Thursday, November 11, 2010

 

*** What can we do to help the FBI? ***

This is a feedback that I made to Steve Gibson of grc.com about a subject of a new proposed law in the USA.  Look in his transcripts or listen to the securitynow podcasts for more details.

martin

***   What can we do to help the FBI?   ***



Hi Steve,

Love the podcast, love spinrite and all the rest.

We need to move the 'complaining' conversation about "back-doors" onwards.  As opposed to emphasising how such laws hurt the "good guys", and not the "bad guys", we should rather be asking what the "good guys" would be willing to do to help the ( write in your national authority ).

I personally want to be able to guarantee privacy of my content point to point, and of course I can now always do so.  As you say, the maths is in the public domain.  But I am perfectly happy to at least 'consider' providing information to authorities if they have 'due cause' to request it.

I am perfectly happy to freely tell the authorities

- what tools I am using to achieve content privacy
- when I am using these tools
- and how they can ask for further info.

I think that all 'good guys' should be happy with this.

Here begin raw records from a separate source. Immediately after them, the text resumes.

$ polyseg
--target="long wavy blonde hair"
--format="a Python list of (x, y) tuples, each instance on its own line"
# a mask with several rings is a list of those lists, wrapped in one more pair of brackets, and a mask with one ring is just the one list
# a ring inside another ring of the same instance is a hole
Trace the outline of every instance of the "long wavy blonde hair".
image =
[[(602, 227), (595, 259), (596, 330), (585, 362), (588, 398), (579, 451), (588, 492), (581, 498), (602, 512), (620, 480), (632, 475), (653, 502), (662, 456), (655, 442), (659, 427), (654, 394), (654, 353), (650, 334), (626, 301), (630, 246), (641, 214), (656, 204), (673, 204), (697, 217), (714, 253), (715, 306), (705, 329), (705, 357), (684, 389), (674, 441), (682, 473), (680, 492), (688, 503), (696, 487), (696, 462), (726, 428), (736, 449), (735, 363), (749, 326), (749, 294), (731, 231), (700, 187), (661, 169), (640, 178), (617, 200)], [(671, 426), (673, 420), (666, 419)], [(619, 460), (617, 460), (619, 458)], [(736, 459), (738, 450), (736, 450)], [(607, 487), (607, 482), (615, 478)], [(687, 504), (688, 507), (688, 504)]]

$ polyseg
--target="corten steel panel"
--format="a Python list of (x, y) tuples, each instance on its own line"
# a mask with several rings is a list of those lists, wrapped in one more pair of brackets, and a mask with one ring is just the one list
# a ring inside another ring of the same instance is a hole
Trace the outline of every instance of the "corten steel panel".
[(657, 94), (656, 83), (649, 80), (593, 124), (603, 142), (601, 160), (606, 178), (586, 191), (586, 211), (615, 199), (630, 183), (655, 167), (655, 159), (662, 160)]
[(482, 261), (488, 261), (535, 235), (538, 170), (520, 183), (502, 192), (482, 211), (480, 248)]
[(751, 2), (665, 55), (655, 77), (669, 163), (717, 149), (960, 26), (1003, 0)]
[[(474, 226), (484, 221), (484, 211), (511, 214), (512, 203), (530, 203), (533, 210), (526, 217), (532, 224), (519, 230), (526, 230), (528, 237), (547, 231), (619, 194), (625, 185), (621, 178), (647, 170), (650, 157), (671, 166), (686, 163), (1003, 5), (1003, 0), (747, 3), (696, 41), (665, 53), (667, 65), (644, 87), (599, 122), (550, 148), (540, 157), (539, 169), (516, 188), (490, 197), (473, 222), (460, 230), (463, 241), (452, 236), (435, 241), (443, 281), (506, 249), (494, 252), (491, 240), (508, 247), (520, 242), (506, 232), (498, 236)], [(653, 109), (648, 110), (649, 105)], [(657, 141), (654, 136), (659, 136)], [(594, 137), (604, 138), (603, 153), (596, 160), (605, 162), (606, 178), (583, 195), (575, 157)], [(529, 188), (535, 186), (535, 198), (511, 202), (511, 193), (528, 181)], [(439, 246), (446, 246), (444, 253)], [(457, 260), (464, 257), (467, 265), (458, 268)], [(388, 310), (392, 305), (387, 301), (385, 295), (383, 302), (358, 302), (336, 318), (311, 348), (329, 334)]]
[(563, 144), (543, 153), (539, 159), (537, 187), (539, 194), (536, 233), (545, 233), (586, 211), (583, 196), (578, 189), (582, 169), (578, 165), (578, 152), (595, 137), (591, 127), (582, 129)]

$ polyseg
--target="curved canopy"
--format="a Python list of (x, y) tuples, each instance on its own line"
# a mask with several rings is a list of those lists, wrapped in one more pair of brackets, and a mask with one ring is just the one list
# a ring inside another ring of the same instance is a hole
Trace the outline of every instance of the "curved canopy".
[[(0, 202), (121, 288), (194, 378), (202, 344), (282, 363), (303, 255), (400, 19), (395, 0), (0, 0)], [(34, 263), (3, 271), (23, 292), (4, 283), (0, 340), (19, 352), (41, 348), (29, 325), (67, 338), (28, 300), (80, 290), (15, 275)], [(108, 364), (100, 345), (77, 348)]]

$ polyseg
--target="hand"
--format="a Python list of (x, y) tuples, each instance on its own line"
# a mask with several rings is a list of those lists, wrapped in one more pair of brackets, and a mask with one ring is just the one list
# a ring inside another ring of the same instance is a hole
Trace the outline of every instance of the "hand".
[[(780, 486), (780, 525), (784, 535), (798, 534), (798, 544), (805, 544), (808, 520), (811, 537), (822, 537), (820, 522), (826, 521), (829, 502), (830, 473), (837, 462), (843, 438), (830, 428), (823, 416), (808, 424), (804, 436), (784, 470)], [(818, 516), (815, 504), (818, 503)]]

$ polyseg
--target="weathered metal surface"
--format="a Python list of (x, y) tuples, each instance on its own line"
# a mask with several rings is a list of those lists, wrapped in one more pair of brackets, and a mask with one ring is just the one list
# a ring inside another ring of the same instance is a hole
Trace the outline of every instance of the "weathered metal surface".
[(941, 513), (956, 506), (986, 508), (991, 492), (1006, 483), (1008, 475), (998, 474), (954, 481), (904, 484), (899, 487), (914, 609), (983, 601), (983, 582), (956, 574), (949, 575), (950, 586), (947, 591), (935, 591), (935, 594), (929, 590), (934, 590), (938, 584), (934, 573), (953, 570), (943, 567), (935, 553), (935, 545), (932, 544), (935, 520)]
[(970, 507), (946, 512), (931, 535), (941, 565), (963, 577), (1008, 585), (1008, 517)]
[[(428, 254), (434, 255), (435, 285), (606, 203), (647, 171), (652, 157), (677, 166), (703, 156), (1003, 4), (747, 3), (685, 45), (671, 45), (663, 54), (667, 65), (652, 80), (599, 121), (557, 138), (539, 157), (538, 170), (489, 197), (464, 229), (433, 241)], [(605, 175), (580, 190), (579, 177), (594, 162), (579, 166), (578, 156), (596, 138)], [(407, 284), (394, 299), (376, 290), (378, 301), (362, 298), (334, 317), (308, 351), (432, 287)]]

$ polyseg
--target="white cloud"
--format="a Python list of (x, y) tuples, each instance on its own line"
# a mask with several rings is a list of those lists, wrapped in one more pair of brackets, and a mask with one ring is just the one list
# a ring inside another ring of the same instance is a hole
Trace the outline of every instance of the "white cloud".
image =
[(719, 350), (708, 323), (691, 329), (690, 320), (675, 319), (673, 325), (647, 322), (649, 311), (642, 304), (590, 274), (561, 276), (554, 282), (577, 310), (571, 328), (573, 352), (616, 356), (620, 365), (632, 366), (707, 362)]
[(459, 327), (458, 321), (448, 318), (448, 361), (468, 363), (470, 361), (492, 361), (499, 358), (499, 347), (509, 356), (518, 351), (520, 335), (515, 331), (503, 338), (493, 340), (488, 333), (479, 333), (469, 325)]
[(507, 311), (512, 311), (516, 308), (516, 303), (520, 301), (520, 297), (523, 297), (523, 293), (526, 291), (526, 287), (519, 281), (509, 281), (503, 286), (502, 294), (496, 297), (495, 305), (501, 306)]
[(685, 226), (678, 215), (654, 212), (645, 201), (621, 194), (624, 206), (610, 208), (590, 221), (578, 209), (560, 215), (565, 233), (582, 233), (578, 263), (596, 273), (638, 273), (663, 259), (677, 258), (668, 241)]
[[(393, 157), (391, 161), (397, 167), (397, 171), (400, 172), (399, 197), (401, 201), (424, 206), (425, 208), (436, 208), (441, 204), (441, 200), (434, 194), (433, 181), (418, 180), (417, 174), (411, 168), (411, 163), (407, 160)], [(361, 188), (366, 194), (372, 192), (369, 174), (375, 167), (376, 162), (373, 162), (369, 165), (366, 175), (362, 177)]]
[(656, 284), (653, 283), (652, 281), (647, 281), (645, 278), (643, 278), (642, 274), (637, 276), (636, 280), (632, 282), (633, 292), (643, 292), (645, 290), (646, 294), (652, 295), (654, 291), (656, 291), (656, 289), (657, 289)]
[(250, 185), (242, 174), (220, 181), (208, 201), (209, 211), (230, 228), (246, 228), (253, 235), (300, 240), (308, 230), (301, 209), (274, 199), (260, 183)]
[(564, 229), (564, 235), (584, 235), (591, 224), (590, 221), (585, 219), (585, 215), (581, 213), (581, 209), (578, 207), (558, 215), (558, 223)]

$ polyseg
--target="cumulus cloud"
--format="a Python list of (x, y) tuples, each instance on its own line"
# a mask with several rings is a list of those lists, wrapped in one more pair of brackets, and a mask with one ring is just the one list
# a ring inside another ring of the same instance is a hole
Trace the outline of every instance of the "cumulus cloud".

My suggestion for what might be done to help the authorities is a law that mandates encrypted P-to-P software to pass a single message to the authorities ( probably in the jurisdiction of the software provider, and then let the nations share!)

- each time the software is started
- giving name/id of user (needs prompting)
- contact ( tel or email address etc) (needs prompting)

This packet should be encrypted with the authorities public key ( note IP is already  in the packet)

This has the effect of

- limiting software providers responsibility, placing onus on the user
- unnerving the 'bad guys'
- providing simple 'traffic info' direct to the authorities
- a start for refining a white list for filtering
- and a route for contacting the user

Now obviously its trivial to lie about name and contact, but provided a few checks are made, it will make life more dangerous for the 'bad guys'. and probable false info would be 'due cause' for further investigation.

A checksum of the program would be incorporated to provide at least some protection against program modification or information replay.

You can imagine this as a largely reusable module, which would reduce costs to the software provider, since it not dependent on the system architecture.  The user is basically  self licensing the software with the authorities on each use.

Anyway my main purpose is not to 'solve' the issue, but rather to highlight the idea in the title.  How can we help.

People are free to use these ideas as they wish.